The author and her brothers -- the original 1, 2, and 3.
The author and her brothers -- the original 1, 2, and 3.

“Are you me?” Number 2 asks Number 1. They both laugh as if it’s an inside joke. Number 1 repeats Number 2’s question. Giggles spills over, water boils.

My nephews are children. At an age where it’s neither embarrassing nor irresponsible to be naive. Their questions are hopeful, considerate, curious. At five and three they consider. Who is me and what is you and how are we one or many and where is me and you if you and me are here with one another but not one another or are we? 

The ease at which they ask this question is not the ease with which this question visits me, at night, lying alone in pitch black silence, considering with myself, “are you me?” 

Adolescent development is a bag of greens I’ve yet to wash and chop up. The most I can grasp is the truth that I was there, a youth growing swiftly and clumsily into the centaur of adulthood– half tax-abiding; half thumb-sucking. Then, there are the examples from my life. As a high school school teacher.
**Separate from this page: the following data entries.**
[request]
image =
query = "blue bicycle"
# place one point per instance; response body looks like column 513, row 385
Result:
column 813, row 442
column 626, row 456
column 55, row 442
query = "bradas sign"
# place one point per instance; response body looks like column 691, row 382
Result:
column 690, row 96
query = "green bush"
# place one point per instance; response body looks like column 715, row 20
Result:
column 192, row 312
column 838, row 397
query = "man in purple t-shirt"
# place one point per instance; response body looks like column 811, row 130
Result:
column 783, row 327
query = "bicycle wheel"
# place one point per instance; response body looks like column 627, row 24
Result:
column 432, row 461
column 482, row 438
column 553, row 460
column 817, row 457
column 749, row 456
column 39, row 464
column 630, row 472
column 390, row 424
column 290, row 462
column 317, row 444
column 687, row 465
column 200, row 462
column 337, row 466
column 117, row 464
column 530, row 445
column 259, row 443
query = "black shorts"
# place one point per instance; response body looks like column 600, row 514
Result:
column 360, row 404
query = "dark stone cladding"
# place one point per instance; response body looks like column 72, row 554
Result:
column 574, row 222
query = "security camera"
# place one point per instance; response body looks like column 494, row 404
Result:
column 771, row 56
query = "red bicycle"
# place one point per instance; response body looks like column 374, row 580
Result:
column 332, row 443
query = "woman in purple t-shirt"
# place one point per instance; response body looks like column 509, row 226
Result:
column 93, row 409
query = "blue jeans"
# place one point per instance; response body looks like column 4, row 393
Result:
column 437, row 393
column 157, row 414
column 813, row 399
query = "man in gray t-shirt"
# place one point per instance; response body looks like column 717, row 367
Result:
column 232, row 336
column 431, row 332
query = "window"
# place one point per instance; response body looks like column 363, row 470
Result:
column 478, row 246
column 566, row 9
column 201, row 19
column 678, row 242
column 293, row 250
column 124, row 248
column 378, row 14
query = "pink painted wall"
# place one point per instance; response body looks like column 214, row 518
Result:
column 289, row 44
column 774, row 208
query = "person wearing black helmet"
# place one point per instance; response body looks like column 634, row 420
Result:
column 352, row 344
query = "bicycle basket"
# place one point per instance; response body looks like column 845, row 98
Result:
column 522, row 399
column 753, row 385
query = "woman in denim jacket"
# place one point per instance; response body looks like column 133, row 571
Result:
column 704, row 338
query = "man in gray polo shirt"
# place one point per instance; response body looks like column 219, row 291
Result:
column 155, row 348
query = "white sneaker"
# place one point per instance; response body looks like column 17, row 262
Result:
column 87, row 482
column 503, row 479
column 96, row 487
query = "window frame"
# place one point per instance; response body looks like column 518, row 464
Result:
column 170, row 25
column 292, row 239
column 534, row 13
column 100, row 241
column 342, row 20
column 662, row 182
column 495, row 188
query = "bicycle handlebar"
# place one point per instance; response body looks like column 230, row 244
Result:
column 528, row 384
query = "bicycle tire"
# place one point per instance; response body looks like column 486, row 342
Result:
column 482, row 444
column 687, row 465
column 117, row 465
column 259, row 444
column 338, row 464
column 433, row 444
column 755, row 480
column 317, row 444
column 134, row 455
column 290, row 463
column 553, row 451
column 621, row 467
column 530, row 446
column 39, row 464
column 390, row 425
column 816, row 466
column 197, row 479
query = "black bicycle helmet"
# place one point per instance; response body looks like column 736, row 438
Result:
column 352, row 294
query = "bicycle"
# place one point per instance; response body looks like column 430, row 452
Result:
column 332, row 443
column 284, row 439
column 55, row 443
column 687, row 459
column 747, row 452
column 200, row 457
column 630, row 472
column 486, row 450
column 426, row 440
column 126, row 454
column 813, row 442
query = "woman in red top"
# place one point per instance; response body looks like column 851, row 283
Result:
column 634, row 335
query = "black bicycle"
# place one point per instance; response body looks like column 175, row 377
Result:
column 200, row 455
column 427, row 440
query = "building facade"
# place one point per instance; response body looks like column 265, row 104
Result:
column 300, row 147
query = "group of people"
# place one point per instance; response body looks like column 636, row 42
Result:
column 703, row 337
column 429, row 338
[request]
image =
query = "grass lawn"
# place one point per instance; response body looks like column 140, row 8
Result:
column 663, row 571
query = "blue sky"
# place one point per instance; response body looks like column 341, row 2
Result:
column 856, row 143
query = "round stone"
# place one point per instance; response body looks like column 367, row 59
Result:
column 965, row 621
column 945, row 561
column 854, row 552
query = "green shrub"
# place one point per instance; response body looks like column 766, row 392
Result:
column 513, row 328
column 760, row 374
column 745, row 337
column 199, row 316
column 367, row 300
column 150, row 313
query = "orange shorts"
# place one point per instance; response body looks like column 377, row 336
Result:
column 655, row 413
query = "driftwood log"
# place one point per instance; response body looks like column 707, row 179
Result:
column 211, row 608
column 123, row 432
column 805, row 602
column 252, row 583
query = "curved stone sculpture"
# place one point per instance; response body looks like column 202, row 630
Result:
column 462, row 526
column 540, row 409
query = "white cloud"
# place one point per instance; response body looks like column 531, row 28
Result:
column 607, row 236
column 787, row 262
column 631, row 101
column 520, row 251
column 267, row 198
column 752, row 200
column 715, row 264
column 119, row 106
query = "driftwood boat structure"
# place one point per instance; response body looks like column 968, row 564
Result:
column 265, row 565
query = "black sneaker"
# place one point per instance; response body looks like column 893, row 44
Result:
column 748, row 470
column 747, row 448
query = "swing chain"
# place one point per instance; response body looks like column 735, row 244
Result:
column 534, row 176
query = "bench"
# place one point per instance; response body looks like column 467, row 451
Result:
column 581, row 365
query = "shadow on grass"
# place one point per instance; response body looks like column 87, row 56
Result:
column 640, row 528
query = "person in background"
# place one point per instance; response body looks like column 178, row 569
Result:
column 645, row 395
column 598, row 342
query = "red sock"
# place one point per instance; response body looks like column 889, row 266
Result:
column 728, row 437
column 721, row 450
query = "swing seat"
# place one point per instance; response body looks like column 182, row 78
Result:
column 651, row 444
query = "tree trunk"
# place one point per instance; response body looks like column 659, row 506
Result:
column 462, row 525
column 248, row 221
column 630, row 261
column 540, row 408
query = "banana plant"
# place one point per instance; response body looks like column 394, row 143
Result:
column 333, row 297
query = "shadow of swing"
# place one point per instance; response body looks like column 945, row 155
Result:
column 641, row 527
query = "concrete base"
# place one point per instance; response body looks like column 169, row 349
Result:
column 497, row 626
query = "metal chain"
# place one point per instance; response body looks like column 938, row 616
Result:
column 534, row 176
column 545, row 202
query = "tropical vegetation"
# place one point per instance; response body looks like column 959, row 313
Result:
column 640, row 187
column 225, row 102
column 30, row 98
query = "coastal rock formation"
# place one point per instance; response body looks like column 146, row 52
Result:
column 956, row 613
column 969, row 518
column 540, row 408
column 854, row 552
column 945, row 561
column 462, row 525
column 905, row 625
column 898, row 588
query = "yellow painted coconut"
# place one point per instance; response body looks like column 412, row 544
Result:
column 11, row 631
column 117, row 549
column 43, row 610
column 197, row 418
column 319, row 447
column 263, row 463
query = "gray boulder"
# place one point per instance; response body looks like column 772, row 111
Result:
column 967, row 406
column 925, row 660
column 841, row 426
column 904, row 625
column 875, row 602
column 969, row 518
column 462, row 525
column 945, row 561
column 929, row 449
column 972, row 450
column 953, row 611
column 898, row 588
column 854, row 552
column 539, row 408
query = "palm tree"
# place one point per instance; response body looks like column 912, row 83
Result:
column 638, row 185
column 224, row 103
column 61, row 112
The boys roaming in packs, scribbling on the board or balloons phallic symbols and phrases; the girls, their edges laid with wax, their wanting to know if, “Miss Harris will you get a nipple piercing with me?” Some of it is for shock, some of it is for release. Some of it is because I am young, and I look within the belief that we can relate. Because all they want is to relate. Then, there are examples from the reading, in the class I’m taking this semester at CCBC, PSYC 219, “adolescent psychology.” Developing children need emotional attunement, developing children require attention and support, developing children are forming an identity. Yet, living development, witnessing development, and reading about development hasn’t helped me answer Number 2’s question.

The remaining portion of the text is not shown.